Zentraler Punkt der Strategieveränderung sind die in Arbeit befindlichen Verteidigungspolitischen Richtlinien, die im Mai vorgelegt werden sollen: Offiziell bekannt sind davon aber bisher nur elf Kriterien, die Peter Struck mit folgender Einleitung bekannt gegeben hat: »Sie wissen, dass seit Jahren vorrangig Aufgaben im Rahmen der internationalen Konfliktverhütung und der Krisenbewältigung die Einsatzrealität der Bundeswehr bestimmen. Meine weiteren Überlegungen gehen von der Annahme aus, dass der Schwerpunkt der Aufgaben der Bundeswehr auf absehbare Zeit im multinationalen Einsatz und jenseits unserer Grenzen liegen wird.«
Inoffiziell sind weitere Punkte der neuen Verteidigungspolitischen Richtlinien bekannt: Schneiderhan teilte in diversen Interviews teils verklausuliert, teils offen mit, dass in den neuen Verteidigungspolitischen Richtlinien das Präventivkriegskonzept enthalten sein soll, das jetzt die Grundlage für den Irakkrieg lieferte. Kernelement der National Security Strategy der USA, besser bekannt als Bush-Doktrin, ist genau dieses Präventivkriegskonzept, das besagt, dass die US-Regierung bereit ist, Staaten oder nichtsstaatliche Akteure anzugreifen, wenn sie durch diese ihre Interessen bedroht sieht.
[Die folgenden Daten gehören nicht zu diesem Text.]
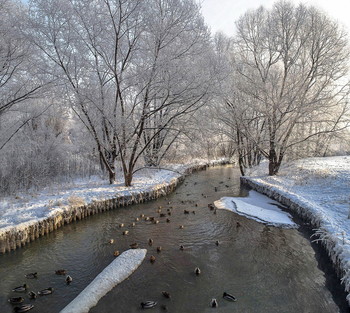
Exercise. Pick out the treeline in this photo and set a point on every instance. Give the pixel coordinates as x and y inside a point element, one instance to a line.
<point>110,86</point>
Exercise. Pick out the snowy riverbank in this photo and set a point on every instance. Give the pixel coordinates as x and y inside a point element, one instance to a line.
<point>319,190</point>
<point>27,217</point>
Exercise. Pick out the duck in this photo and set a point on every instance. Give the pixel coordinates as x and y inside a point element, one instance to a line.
<point>148,304</point>
<point>16,300</point>
<point>46,291</point>
<point>214,303</point>
<point>20,288</point>
<point>166,294</point>
<point>229,297</point>
<point>69,279</point>
<point>32,275</point>
<point>134,245</point>
<point>61,272</point>
<point>23,308</point>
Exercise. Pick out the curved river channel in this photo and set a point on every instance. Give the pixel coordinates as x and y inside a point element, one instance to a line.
<point>267,269</point>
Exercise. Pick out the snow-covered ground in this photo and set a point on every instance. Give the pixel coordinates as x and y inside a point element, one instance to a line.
<point>259,208</point>
<point>26,209</point>
<point>120,269</point>
<point>322,187</point>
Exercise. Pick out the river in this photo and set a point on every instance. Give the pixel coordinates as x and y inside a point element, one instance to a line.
<point>267,269</point>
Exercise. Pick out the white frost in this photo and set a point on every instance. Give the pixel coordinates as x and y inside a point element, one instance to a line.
<point>259,208</point>
<point>121,268</point>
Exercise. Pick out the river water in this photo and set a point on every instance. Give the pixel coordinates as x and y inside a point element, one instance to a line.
<point>267,269</point>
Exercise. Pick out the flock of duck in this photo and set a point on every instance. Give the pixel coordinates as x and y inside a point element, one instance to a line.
<point>21,307</point>
<point>18,301</point>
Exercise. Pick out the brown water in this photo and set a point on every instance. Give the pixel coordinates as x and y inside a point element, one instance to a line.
<point>267,269</point>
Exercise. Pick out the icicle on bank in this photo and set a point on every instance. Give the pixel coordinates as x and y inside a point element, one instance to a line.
<point>259,208</point>
<point>120,269</point>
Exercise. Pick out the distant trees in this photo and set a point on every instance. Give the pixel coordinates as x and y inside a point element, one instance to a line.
<point>130,70</point>
<point>289,67</point>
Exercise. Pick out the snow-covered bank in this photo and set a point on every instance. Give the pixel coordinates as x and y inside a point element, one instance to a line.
<point>25,219</point>
<point>259,208</point>
<point>120,269</point>
<point>318,189</point>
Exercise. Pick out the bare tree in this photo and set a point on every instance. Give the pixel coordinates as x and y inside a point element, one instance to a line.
<point>291,64</point>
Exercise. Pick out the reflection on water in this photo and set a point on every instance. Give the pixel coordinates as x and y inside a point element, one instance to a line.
<point>266,268</point>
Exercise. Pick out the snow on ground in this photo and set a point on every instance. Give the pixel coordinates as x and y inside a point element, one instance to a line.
<point>120,269</point>
<point>27,209</point>
<point>259,208</point>
<point>322,187</point>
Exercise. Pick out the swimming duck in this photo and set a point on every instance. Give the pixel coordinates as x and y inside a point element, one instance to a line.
<point>32,275</point>
<point>23,308</point>
<point>229,297</point>
<point>134,245</point>
<point>214,303</point>
<point>16,300</point>
<point>69,279</point>
<point>148,304</point>
<point>166,294</point>
<point>211,206</point>
<point>46,291</point>
<point>20,288</point>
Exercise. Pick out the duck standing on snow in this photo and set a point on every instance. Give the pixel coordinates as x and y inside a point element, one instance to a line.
<point>46,291</point>
<point>229,297</point>
<point>23,308</point>
<point>69,279</point>
<point>148,304</point>
<point>20,288</point>
<point>214,303</point>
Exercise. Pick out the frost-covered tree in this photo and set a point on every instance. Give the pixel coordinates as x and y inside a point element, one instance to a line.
<point>290,65</point>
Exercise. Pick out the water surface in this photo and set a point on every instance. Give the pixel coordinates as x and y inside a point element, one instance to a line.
<point>268,269</point>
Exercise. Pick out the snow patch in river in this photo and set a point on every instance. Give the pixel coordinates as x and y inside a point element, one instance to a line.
<point>259,208</point>
<point>120,269</point>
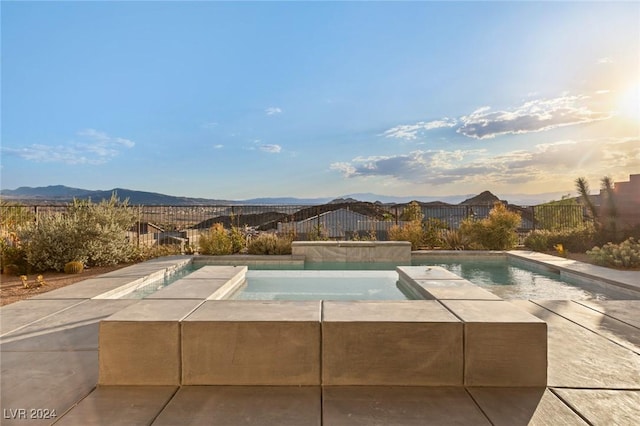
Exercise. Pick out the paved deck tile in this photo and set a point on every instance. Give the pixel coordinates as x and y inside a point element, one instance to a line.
<point>524,406</point>
<point>119,405</point>
<point>21,313</point>
<point>45,380</point>
<point>86,289</point>
<point>622,310</point>
<point>606,326</point>
<point>243,405</point>
<point>580,358</point>
<point>604,407</point>
<point>406,406</point>
<point>75,328</point>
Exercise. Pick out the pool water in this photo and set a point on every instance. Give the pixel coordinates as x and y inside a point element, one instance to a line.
<point>320,285</point>
<point>354,281</point>
<point>509,281</point>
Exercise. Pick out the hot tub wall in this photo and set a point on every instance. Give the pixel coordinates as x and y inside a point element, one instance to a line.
<point>353,251</point>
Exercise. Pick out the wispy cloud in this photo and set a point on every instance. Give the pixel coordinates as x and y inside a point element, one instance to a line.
<point>273,111</point>
<point>533,116</point>
<point>270,148</point>
<point>410,131</point>
<point>558,161</point>
<point>89,147</point>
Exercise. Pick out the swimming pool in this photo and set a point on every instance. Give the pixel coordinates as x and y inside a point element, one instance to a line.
<point>496,274</point>
<point>508,280</point>
<point>321,285</point>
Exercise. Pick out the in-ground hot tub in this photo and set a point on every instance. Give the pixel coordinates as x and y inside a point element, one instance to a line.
<point>321,285</point>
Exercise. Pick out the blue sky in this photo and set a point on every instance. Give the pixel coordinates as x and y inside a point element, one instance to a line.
<point>235,100</point>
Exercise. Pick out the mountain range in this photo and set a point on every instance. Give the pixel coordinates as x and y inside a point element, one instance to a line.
<point>62,194</point>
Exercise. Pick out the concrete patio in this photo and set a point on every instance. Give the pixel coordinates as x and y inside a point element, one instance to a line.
<point>49,363</point>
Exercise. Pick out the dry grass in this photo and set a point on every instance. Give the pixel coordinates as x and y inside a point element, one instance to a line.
<point>12,289</point>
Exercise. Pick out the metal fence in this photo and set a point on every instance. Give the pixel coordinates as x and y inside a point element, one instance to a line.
<point>338,221</point>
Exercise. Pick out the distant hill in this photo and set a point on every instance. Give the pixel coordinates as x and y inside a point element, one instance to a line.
<point>59,194</point>
<point>483,198</point>
<point>62,194</point>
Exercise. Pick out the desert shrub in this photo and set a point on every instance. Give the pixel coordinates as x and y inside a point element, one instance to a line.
<point>238,240</point>
<point>73,267</point>
<point>146,252</point>
<point>452,239</point>
<point>270,244</point>
<point>623,255</point>
<point>412,213</point>
<point>318,233</point>
<point>537,240</point>
<point>496,232</point>
<point>91,233</point>
<point>577,240</point>
<point>432,232</point>
<point>411,232</point>
<point>13,256</point>
<point>216,241</point>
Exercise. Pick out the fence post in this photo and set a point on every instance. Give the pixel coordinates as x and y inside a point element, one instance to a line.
<point>139,224</point>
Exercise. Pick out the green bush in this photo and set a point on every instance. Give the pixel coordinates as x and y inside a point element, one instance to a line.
<point>411,232</point>
<point>91,233</point>
<point>623,255</point>
<point>537,240</point>
<point>496,232</point>
<point>577,240</point>
<point>146,252</point>
<point>13,257</point>
<point>432,231</point>
<point>270,244</point>
<point>216,241</point>
<point>452,239</point>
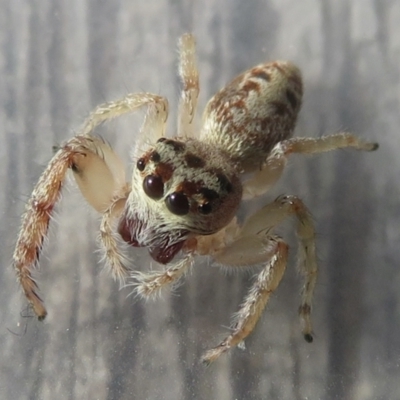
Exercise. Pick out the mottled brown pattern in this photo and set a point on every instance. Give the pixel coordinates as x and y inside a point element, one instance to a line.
<point>251,85</point>
<point>261,74</point>
<point>193,161</point>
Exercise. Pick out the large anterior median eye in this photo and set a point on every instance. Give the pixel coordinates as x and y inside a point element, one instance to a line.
<point>177,203</point>
<point>153,186</point>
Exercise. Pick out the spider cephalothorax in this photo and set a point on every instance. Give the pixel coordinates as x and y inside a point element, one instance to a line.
<point>181,188</point>
<point>185,190</point>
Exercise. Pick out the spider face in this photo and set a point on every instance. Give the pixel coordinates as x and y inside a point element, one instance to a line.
<point>181,188</point>
<point>185,190</point>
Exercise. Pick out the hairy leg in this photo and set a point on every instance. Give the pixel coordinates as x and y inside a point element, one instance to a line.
<point>113,256</point>
<point>273,167</point>
<point>254,245</point>
<point>256,300</point>
<point>190,80</point>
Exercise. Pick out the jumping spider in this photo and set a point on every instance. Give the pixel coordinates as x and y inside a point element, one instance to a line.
<point>185,190</point>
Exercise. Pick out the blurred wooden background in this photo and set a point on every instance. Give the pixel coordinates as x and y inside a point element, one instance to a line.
<point>60,58</point>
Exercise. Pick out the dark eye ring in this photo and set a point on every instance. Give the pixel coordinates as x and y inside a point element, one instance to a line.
<point>141,164</point>
<point>177,203</point>
<point>205,208</point>
<point>153,186</point>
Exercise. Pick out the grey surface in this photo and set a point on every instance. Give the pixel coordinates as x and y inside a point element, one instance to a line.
<point>60,58</point>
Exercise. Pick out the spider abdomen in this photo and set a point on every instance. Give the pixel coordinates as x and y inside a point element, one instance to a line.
<point>254,112</point>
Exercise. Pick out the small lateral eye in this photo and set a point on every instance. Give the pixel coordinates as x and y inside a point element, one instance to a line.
<point>177,203</point>
<point>141,164</point>
<point>205,208</point>
<point>153,186</point>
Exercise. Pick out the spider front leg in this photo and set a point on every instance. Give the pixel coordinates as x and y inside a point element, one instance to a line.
<point>155,121</point>
<point>97,171</point>
<point>255,245</point>
<point>190,80</point>
<point>275,163</point>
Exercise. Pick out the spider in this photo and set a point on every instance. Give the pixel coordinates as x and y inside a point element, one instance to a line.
<point>185,190</point>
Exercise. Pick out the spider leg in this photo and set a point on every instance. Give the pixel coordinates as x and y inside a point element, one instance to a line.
<point>35,222</point>
<point>150,284</point>
<point>275,250</point>
<point>254,245</point>
<point>115,260</point>
<point>273,167</point>
<point>190,80</point>
<point>155,120</point>
<point>100,177</point>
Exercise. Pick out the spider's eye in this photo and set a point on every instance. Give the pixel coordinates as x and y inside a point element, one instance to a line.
<point>141,164</point>
<point>177,203</point>
<point>205,208</point>
<point>153,186</point>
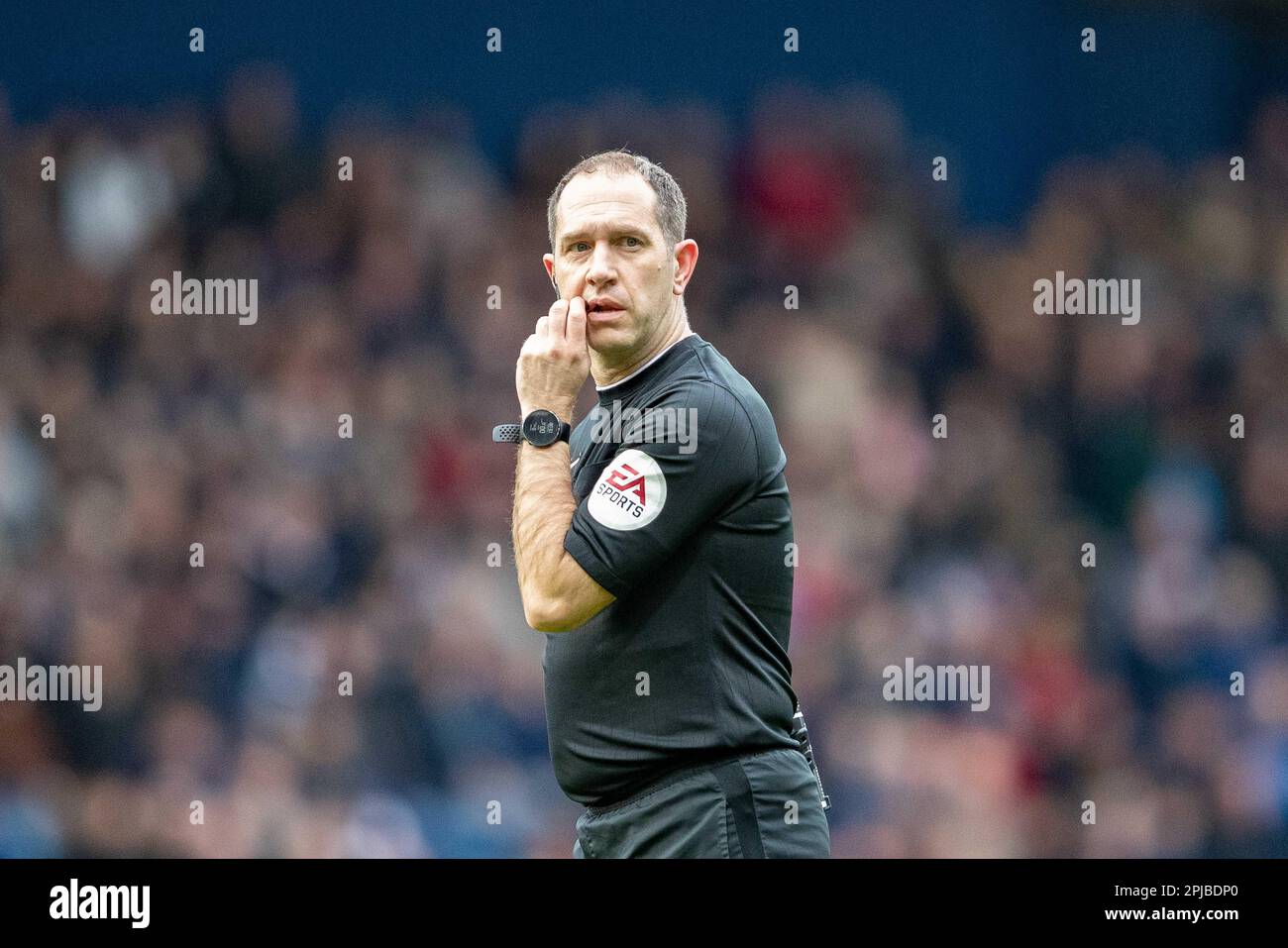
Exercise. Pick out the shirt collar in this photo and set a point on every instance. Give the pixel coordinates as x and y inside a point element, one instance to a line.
<point>621,384</point>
Insofern ist der Irakkrieg auch ein Testlauf für das neue Präventivkriegskonzept.
Am Rande der wichtigen NATO-Tagung am 21. und 22. November in Prag wurde unter den Regierungschefs und NATO-VertreterInnen en passant diskutiert, ob die Präventivkriegsstrategie in ihren Kernteilen von der NATO als Strategie übernommen werden solle.
Der »Parlamentvorbehalt«, der bislang in Deutschland einer Übernahme des Präventivkriegkonzepts im Wege steht, ist CDU/CSU und Bundesregierung schon lange ein Dorn im Auge: Deshalb hat Peter Struck nun verkündet, dass im Lauf des Jahres ein so genanntes Entsendegesetz zu Auslandseinsätzen der Bundeswehr verabschiedet werden solle. Ziel ist, dass der Bundestag weiterhin über Auslandseinsätze entscheidet, aber die Regierung alleine die Mandatsverlängerung bewilligen kann. Wenn es also Probleme bei einem Einsatz gibt, kann der Bundestag diesen gar nicht mehr stoppen. Musterbeispiel dafür ist Enduring Freedom: Am 16. November 2001 wurde das Mandat mit der Vertrauensfrage durchgepeitscht. Am 15. November 2002 hat die Bundesregierung im Bundestag relativ geräuschlos eine Verlängerung des Mandats erreicht, obwohl der Auftrag in mehreren Bereichen (z.B. Kommando Spezialkräfte in Afghanistan, Marine am Horn von Afrika) deutlich ausgeweitet wurde. Teil des Beschlusses sind auch ABC-Abwehrsoldaten in Kuwait, deren Teilnahme beim Irakkrieg sehr wahrscheinlich ist. Die tschechischen Soldaten der gleichen Einheit sind schon von den USA angefordert worden.
Tobias Pflüger ist Vorstandsmitglied der Informationsstelle Militarisierung in Tübingen.